Most drivers either love or hate roundabouts. Either way, the roundabout is becoming a more commonplace intersection design around the country due to proven safety advantages. National road safety organizations, such as the Federal Highway Administration (FHWA), support roundabouts as a safer alternative to conventional intersections. Roundabouts are circular intersections rather than typical cross intersections. Their unique features can improve the flow of traffic and help prevent some of the deadliest types of car accidents, including head-on collisions and T-bone crashes.
Roundabout Safety Facts
The key elements of a roundabout are a consistent counterclockwise flow of traffic, yield control and low speeds. Unlike a standard intersection, vehicles can enter a roundabout from all sides simultaneously, as long as it is safe to enter the roundabout. This can improve the flow of traffic and prevent buildups at busy times of day. Yield control gives drivers the power to decide when it is safe to enter the roundabout. A roundabout also forces drivers to reduce their speeds, decreasing the risks of high-speed collisions such as those that can occur at traditional intersections.
- Slower speeds
- Fewer opportunities for serious collisions
- No red-light runners
- No head-on collisions
- Fewer impact points
- Fewer rear-end collisions and fender benders
- Better pedestrian visibility
About 25% of all traffic deaths in the U.S. happen at intersections. Roundabouts have proven benefits over intersections in safety of design. The FHWA reports roundabouts reduce injury and fatal crashes by 78% to 82% compared to conventional intersections. A typical intersection has 32 conflict points, compared to only 8 at a roundabout. The eight remaining are all same-direction conflict points, exposing drivers to minor collisions such as sideswipes instead of deadly head-on accidents. Fewer and less dangerous conflict points mean roundabouts are safer than intersections in general.
How to Properly Use a Roundabout
If you are a driver who feels uncomfortable or confused when encountering a roundabout, you are not alone. These relatively new intersection designs are not as common as traditional intersections. They can improve roadway safety in a community, however, as well as reduce your odds of getting into a fatal accident. Learn how to properly drive through a roundabout to increase your safety and the safety of those around you.

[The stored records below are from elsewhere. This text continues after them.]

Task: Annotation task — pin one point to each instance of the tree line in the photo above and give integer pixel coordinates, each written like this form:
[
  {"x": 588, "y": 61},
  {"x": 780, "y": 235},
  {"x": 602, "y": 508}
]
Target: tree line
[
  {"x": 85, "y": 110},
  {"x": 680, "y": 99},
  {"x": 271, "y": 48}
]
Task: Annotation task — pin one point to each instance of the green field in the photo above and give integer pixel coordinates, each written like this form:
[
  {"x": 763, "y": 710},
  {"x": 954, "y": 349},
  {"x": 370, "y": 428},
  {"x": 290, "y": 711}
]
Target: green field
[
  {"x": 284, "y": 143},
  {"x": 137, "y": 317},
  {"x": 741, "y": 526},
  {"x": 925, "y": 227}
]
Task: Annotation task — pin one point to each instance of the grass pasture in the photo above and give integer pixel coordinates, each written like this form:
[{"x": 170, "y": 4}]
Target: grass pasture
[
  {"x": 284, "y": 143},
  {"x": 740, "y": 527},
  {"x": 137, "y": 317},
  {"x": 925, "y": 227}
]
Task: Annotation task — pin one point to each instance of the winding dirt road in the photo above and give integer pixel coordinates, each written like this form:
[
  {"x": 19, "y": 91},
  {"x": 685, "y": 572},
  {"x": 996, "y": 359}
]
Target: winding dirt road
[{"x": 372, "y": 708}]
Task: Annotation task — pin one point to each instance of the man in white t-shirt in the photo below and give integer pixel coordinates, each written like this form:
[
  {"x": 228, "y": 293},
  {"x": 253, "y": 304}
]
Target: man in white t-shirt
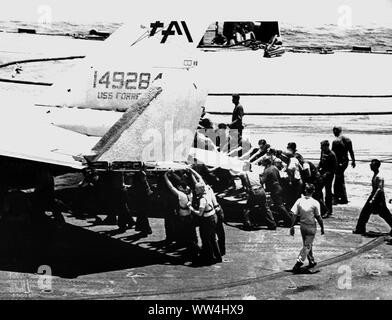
[{"x": 307, "y": 210}]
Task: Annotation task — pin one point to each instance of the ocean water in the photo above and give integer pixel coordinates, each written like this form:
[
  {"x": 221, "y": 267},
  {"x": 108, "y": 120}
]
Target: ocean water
[
  {"x": 330, "y": 35},
  {"x": 371, "y": 135}
]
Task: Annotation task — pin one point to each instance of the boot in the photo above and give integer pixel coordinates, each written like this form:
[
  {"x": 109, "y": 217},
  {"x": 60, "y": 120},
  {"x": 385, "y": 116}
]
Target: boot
[{"x": 297, "y": 267}]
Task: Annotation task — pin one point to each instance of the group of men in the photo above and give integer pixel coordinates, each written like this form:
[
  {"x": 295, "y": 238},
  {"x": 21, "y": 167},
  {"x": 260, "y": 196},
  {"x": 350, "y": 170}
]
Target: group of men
[{"x": 296, "y": 185}]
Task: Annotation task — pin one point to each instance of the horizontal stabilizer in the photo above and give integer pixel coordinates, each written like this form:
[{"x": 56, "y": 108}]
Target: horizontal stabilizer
[{"x": 215, "y": 159}]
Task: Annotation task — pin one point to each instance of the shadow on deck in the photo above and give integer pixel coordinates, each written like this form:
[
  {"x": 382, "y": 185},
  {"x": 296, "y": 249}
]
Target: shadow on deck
[{"x": 68, "y": 250}]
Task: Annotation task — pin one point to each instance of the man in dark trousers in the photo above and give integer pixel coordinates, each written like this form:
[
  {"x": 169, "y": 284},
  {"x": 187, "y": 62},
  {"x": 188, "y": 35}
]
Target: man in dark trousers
[
  {"x": 271, "y": 180},
  {"x": 236, "y": 125},
  {"x": 341, "y": 146},
  {"x": 327, "y": 168},
  {"x": 376, "y": 201}
]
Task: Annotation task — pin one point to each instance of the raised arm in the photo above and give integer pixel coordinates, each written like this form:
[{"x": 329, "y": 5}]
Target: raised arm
[
  {"x": 380, "y": 188},
  {"x": 246, "y": 155},
  {"x": 234, "y": 150},
  {"x": 170, "y": 185},
  {"x": 351, "y": 152}
]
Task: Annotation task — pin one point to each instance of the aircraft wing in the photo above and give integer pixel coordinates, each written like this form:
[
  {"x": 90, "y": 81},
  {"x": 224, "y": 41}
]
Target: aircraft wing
[{"x": 25, "y": 135}]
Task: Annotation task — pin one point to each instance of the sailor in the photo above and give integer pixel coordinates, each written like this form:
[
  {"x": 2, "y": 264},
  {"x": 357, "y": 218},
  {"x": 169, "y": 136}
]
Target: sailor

- Yield to vehicles in both lanes of the roundabout, not just the closest lane to you. Vehicles in the inside lane may still exit.

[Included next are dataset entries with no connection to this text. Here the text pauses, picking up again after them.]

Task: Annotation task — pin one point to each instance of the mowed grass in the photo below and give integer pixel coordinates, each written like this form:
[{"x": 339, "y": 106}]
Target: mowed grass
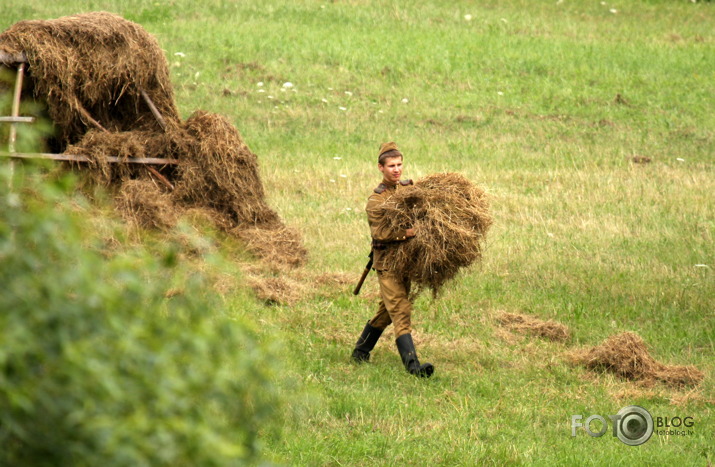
[{"x": 544, "y": 104}]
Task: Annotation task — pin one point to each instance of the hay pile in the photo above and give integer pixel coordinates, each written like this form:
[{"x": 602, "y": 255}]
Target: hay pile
[
  {"x": 451, "y": 218},
  {"x": 92, "y": 66},
  {"x": 627, "y": 356},
  {"x": 550, "y": 330},
  {"x": 91, "y": 70}
]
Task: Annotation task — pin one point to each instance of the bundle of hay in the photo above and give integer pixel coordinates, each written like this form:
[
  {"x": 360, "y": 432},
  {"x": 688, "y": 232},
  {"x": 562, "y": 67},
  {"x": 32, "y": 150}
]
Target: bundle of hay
[
  {"x": 450, "y": 216},
  {"x": 93, "y": 70},
  {"x": 627, "y": 356},
  {"x": 92, "y": 67}
]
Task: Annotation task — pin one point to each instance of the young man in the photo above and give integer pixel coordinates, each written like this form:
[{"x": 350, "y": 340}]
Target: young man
[{"x": 395, "y": 306}]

- Choose your lane before entering a roundabout. Look at signs and road markings to figure out the correct lane for you.
- Reduce your speed to at or below the posted limit. Slow down when approaching a roundabout, while in a roundabout and when exiting a roundabout.
- Yield to traffic on your left. Traffic in a roundabout has the right-of-way. This traffic moves in a counterclockwise direction, so look to your left to watch for oncoming vehicles.

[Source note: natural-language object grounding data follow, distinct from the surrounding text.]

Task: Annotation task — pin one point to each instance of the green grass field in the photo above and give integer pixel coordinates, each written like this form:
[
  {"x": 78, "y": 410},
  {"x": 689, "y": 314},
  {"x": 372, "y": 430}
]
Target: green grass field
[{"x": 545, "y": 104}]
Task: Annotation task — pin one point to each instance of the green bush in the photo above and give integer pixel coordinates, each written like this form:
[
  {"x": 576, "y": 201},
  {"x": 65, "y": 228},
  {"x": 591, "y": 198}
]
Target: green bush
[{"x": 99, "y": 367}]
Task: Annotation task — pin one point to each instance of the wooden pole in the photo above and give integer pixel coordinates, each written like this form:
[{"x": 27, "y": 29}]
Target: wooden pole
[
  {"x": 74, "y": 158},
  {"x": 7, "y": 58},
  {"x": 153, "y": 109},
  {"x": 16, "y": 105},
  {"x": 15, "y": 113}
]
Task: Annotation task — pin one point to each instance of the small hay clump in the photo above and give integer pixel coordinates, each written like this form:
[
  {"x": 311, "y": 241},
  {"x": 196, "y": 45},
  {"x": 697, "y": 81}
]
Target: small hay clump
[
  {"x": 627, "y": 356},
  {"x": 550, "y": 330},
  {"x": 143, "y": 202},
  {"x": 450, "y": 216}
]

- Yield to pedestrians. Roundabouts have pedestrian crosswalks like other intersections, usually across the roads leading up to the traffic circle. You must always yield to crossing pedestrians before a roundabout.
- Never pass while in a roundabout. Passing other vehicles while in a roundabout could lead to risks such as speeding, unsafe merges or cutting other drivers off.
If in doubt in a roundabout, take it slow. Take your time, read all relevant roadway signs, yield to drivers already in the roundabout and pull out only when it is safe to do so. Do not let other drivers pressure you into making a dangerous decision. Drive slowly and carefully in the correct lane of the roundabout until it is your turn to exit. If you miss your exit, do not try to cross multiple lanes quickly. Continue in the inside lane of the roundabout until you reach the exit again. Properly using a roundabout can protect you from collisions.